Le soluzioni sul mercato
Sono disponibili soluzioni software che acquisiscono i documenti d’identità degli ospiti, li archiviano in repository sicuri e cifrati, consentendo di impostare politiche di conservazione (data retention) e rendendo gli archivi accessibili tramite autenticazione a più fattori (MFA), e, in parallelo, popolano il gestionale alberghiero (PMS), così da adempiere alle finalità di legge e velocizzare il check-in in totale sicurezza.
Per fare un breve riassunto le misure tecniche-organizzative da adottare potrebbero essere le seguenti:
- Raccogliere solo i dati personali necessari a formalizzare il check-in e restituire subito il documento all’ospite (niente copie).
- Archiviare in modo cifrato (PMS o repository sicuro) e vietati salvataggi locali su PC/USB.
- Accessi con MFA e ruoli a minimo privilegio; account nominali, niente condivisioni.
- Data Retention chiara (es. fino all’invio su portale Alloggiati/chiusura soggiorno) con cancellazione automatica.
- Trasmissione sicura (solo HTTPS/TLS); vietata email non cifrata con allegati di documenti.
- Backup cifrati e test di ripristino periodici.
- Log degli accessi (chi vede/esporta/cancella) e controlli a campione.
- Procedure data breach: referente, modulo interno, valutazione e notifica entro 72h.
- Fornitori sotto contratto (art. 28): PMS/scanner con cifratura, MFA, retention e data center UE.

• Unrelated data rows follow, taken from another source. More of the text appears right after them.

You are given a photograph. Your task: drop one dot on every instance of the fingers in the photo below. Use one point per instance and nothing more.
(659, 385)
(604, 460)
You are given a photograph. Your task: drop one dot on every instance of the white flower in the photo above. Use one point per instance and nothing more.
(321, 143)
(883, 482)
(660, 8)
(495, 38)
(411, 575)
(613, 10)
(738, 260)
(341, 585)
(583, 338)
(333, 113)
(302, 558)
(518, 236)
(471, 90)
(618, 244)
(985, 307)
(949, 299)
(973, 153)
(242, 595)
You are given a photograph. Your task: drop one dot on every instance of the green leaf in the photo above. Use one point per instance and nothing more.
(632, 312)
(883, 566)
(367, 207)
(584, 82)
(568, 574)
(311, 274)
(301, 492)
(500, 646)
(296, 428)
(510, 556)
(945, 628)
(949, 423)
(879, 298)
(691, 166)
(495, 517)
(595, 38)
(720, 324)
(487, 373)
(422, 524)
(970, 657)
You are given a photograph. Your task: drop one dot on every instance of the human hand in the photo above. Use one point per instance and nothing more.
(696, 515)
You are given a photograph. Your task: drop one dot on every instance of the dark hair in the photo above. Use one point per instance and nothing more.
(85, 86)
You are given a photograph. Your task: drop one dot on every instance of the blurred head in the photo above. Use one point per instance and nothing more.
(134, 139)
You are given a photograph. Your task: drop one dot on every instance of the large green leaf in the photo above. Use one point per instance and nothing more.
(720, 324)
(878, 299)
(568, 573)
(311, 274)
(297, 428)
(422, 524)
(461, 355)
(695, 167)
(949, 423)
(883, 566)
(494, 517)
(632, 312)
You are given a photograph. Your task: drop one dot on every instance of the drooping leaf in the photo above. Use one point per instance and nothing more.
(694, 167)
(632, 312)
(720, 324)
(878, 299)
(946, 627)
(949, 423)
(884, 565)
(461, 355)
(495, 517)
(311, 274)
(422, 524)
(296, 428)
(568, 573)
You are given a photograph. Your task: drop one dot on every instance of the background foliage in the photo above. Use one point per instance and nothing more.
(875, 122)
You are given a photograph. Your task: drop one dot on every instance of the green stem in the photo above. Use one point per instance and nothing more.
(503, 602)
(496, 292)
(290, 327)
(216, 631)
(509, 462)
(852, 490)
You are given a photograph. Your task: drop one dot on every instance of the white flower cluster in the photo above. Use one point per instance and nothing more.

- Persone e postazioni: informativa al desk, istruzioni e procedure al personale, formazione annuale;
Guardando al futuro, il caso di agosto deve spingere il settore alberghiero a un cambio di mentalità. La protezione dei dati non è un optional, né un semplice adempimento burocratico, ma un elemento di fiducia verso il cliente. Un ospite che consegna il proprio documento al check-in ha diritto di sapere come sarà trattato, per quanto tempo e con quali garanzie. Gli albergatori più attenti non dovrebbero temere queste domande, ma anzi farne un punto di forza, spiegando con chiarezza che i dati vengono raccolti al minimo necessario e custoditi con misure di sicurezza concrete. Un’informativa trasparente e un comportamento coerente valgono più di mille campagne promozionali, perché la fiducia è il capitale più prezioso in un mercato competitivo.
Le responsabilità
Infine, è bene ricordare che la normativa non lascia spazio a zone grigie. L’articolo 33 del GDPR impone la notifica al Garante entro settantadue ore, l’articolo 34 prevede la comunicazione agli interessati in caso di rischio elevato per i loro diritti, e l’articolo 25 richiama il principio di privacy by design e by default, cioè la necessità di progettare i sistemi fin dall’inizio con la protezione dei dati come criterio centrale. La violazione di questi obblighi può comportare non solo sanzioni pecuniarie rilevanti, ma anche un danno reputazionale difficilmente rimediabile.
Il furto di documenti d’identità avvenuto negli hotel italiani non è stato un evento eccezionale, ma la conseguenza naturale di pratiche deboli e di una sottovalutazione del rischio. È la prova che il settore ricettivo deve uscire dall’illusione che “tanto non siamo una banca” e comprendere che la posta in gioco è la stessa: i dati personali sono la moneta più preziosa della nostra epoca, e chi li custodisce ha il dovere di difenderli con ogni mezzo. Solo così gli hotel potranno garantire non solo un soggiorno confortevole, ma anche un’esperienza sicura e rispettosa della dignità digitale di ogni ospite.